Council’s Water and Sewerage Services Manager, Steve Marshall said the study aims to reduce oyster farm closures by understanding spill effects better.
“Council always works closely with oyster farmers to minimise the frequency and impact of sewer spills on their product and livelihoods,” Mr Marshall said.
“While sewer spills are rare, they do have the capacity to significantly impact a thriving and award-winning local industry.
“By studying sewer spills, WRL aims to develop a decision support matrix that guides authorities in handling aquaculture industry closures following overflow events.
“The outcome will be to bookend a response mechanism, with Council working with the community to reduce the likelihood of sewer spills at one end and the findings of this study delivering a better procedure for authorities at the other.”
Mr Marshall said sewer spills are mostly caused by blockages and overloading of the sewerage network.
“Blockages from tree roots and items like nappies, wet wipes and oils that have no place in a sewer, can cause a spill that sometimes reaches our waterways.
Spills can also happen due to wet weather, where non-compliant stormwater connections and water ingress through manhole lids and pipework can overwhelm the system,” Mr Marshall said.
“Measures we use to reduce the frequency and impact of spills include sewer camera investigations, mains high-pressure jetting, pump station cleaning, smoke testing and renewals and upgrades to the network.

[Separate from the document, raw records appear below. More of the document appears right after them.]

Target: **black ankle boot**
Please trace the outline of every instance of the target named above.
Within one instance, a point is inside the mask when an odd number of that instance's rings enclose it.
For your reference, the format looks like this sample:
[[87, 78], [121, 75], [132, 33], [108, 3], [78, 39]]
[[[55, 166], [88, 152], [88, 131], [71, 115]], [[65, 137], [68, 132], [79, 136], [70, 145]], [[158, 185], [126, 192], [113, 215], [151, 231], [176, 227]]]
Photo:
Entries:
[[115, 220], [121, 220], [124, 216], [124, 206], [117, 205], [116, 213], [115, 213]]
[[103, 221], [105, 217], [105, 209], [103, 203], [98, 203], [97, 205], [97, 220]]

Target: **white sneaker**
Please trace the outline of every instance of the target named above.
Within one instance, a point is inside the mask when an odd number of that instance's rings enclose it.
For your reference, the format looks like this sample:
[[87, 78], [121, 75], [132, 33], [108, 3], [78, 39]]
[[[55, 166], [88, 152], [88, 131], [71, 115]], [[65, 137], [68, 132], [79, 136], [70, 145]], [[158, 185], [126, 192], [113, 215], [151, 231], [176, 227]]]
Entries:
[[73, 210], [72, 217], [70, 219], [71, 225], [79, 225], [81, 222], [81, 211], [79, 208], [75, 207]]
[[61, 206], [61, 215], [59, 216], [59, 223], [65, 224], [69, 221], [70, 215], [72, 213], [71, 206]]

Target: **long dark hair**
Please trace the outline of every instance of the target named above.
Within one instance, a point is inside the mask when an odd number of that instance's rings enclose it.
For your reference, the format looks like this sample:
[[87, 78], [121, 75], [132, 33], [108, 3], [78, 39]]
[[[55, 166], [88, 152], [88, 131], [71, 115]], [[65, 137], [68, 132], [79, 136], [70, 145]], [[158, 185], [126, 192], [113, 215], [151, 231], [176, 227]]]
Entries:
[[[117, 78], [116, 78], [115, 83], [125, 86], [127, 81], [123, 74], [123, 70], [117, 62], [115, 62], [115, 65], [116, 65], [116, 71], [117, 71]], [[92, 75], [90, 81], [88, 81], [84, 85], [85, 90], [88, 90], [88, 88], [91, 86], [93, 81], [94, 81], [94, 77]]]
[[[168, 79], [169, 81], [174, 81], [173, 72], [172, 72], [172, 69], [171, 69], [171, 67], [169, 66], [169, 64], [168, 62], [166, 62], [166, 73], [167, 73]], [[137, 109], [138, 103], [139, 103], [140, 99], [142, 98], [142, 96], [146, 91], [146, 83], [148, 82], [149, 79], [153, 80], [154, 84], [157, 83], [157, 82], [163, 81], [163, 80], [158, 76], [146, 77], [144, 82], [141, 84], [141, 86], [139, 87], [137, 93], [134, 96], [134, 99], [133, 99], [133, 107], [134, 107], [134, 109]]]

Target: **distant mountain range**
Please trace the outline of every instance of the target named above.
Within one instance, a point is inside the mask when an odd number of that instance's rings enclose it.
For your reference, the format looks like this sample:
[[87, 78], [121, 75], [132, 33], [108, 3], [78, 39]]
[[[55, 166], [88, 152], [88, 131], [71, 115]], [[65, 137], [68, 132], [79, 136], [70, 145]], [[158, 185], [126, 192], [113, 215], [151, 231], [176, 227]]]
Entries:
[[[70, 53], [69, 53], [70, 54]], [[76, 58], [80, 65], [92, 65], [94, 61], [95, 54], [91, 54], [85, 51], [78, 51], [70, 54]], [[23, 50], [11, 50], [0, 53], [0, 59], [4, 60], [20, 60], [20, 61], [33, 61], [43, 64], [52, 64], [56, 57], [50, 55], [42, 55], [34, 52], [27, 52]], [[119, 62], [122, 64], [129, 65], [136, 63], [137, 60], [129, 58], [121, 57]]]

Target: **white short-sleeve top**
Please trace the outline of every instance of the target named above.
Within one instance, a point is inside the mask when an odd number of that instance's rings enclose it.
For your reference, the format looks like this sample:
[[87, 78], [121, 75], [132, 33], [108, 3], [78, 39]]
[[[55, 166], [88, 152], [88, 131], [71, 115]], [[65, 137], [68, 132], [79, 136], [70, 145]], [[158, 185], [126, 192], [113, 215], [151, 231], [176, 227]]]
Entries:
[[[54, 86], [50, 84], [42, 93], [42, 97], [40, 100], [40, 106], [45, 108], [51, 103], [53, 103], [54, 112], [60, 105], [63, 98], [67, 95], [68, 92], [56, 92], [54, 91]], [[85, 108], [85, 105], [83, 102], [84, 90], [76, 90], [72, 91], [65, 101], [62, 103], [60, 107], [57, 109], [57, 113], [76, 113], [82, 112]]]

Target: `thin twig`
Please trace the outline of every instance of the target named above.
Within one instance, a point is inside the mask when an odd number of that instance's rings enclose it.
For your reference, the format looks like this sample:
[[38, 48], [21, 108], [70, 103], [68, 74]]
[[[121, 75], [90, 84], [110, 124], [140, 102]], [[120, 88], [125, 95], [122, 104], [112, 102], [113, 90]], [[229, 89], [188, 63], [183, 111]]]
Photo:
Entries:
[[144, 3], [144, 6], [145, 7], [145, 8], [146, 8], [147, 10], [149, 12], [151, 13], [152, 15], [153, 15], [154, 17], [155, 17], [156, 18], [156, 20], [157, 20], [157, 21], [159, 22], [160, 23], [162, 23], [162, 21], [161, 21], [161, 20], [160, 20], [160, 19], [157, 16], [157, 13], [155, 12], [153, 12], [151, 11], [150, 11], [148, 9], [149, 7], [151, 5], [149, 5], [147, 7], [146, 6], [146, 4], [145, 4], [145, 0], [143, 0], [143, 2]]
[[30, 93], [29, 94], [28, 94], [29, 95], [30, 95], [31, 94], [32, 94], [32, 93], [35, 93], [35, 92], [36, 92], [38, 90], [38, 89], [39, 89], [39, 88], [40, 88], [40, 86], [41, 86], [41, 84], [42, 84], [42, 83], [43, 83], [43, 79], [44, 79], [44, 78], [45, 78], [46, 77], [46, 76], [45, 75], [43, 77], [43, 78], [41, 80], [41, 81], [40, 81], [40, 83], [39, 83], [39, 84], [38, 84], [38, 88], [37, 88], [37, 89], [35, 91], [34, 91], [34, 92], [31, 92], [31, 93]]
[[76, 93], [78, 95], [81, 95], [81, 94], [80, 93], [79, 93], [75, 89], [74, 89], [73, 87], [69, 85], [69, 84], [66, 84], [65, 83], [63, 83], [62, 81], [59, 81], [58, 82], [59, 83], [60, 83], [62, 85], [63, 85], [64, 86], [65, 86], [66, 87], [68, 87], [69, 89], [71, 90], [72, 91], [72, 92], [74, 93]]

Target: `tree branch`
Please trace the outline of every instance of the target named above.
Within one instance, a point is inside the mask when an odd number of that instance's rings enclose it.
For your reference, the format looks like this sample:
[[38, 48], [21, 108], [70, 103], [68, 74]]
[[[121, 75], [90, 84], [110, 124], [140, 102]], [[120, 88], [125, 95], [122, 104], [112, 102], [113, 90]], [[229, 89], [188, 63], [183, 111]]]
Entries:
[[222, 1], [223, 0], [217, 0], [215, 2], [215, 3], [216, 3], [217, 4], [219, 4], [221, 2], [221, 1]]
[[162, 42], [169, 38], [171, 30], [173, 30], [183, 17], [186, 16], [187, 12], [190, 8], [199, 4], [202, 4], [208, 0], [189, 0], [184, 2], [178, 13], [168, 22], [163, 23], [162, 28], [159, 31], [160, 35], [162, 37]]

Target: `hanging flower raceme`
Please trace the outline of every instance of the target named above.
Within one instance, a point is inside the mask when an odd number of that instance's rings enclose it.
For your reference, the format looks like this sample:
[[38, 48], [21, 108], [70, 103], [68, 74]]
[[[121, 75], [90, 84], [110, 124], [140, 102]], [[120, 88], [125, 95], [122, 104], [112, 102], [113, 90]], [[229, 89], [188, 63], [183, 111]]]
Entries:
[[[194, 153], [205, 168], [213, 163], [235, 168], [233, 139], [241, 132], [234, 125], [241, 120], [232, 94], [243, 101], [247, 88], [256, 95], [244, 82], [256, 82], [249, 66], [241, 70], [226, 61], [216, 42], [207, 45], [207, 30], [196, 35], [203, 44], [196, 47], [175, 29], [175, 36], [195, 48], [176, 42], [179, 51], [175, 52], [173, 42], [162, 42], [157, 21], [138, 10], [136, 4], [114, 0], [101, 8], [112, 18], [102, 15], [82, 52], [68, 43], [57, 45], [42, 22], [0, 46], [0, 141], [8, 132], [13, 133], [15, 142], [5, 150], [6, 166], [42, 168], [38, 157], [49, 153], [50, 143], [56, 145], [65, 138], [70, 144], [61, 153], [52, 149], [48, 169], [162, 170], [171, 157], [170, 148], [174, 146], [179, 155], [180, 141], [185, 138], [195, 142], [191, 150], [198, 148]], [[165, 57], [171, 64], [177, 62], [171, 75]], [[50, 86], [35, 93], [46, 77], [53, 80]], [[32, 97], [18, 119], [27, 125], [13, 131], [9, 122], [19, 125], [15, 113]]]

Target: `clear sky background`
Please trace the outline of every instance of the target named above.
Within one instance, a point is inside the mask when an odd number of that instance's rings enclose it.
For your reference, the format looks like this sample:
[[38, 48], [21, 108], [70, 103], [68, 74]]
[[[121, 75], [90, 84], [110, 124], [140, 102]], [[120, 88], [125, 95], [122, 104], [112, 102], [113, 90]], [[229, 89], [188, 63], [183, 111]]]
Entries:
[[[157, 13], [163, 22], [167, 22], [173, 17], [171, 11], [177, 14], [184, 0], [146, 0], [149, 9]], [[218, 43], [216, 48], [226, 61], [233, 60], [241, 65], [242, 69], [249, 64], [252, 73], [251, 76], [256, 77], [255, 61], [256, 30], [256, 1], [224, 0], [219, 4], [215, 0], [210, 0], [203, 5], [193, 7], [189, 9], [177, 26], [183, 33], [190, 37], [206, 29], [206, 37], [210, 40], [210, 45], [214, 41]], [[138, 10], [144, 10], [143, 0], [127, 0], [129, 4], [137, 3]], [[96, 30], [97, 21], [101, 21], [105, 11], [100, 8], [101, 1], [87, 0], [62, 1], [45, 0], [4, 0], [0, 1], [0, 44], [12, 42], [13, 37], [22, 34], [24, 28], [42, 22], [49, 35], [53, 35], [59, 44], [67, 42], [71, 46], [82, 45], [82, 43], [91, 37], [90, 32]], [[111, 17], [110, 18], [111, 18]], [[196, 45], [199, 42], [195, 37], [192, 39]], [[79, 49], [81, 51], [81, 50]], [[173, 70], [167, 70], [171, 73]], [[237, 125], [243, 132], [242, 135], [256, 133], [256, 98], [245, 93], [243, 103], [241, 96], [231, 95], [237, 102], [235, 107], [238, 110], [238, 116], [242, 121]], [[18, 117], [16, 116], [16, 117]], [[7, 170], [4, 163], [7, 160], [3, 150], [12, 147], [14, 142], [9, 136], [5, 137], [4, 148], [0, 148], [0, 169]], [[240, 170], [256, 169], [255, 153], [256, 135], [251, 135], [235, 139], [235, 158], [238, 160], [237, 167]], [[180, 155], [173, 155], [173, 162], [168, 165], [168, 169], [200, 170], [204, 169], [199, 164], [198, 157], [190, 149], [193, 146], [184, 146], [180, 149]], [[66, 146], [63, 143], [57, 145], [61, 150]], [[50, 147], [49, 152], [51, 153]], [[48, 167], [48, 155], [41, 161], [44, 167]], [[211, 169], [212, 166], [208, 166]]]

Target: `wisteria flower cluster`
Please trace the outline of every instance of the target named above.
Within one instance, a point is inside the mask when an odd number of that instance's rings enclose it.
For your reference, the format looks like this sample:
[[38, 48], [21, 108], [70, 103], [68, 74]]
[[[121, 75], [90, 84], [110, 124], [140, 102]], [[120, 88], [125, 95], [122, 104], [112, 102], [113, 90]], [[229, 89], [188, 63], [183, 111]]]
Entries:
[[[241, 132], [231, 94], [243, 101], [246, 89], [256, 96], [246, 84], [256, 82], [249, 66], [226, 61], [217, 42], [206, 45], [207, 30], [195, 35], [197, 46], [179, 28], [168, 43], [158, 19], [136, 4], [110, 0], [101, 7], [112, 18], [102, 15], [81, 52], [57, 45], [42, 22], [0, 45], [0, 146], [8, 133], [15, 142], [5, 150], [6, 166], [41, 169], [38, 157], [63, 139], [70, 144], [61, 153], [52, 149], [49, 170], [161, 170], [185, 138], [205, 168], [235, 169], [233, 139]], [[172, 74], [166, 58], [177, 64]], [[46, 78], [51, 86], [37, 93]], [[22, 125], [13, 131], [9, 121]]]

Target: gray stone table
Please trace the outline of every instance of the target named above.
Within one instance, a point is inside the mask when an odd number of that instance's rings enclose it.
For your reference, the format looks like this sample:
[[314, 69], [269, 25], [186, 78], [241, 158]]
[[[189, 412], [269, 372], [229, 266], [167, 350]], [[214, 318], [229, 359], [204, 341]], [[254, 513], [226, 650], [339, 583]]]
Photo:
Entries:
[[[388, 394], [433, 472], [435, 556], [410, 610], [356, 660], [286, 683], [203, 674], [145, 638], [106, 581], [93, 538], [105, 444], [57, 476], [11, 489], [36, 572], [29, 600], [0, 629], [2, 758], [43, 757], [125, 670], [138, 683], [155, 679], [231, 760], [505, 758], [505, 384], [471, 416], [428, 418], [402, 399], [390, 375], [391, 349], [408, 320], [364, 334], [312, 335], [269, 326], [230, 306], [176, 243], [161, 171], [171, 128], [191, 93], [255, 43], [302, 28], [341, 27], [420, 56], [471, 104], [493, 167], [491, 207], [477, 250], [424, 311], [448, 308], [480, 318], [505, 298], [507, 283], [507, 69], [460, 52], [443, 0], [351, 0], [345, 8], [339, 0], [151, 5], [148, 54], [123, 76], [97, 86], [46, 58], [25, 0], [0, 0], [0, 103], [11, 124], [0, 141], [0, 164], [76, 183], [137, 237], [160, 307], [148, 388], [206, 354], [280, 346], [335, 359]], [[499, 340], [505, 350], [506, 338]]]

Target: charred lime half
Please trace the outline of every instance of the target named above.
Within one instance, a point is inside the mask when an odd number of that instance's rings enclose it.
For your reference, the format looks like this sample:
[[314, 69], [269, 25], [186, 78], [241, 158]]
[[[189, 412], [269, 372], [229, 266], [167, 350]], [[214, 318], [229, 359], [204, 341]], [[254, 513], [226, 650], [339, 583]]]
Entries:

“These measures are focused on areas categorised as high risk, such as around waterways.
“This academic study on spill response management will complement our efforts and help to improve our existing Pollution Incident Response Management Procedure for spills.”
The study will commence with WRL conducting dye testing at Pambula Lake and Merimbula Top Lake.
“Field dye tracer experiments use a red dye (Rhodamine WT) to track effluent dispersion in estuaries,” Mr Marshall said.
“The dye is harmless to aquatic eco-systems and non-staining and it has been used at recent successful experiments in NSW.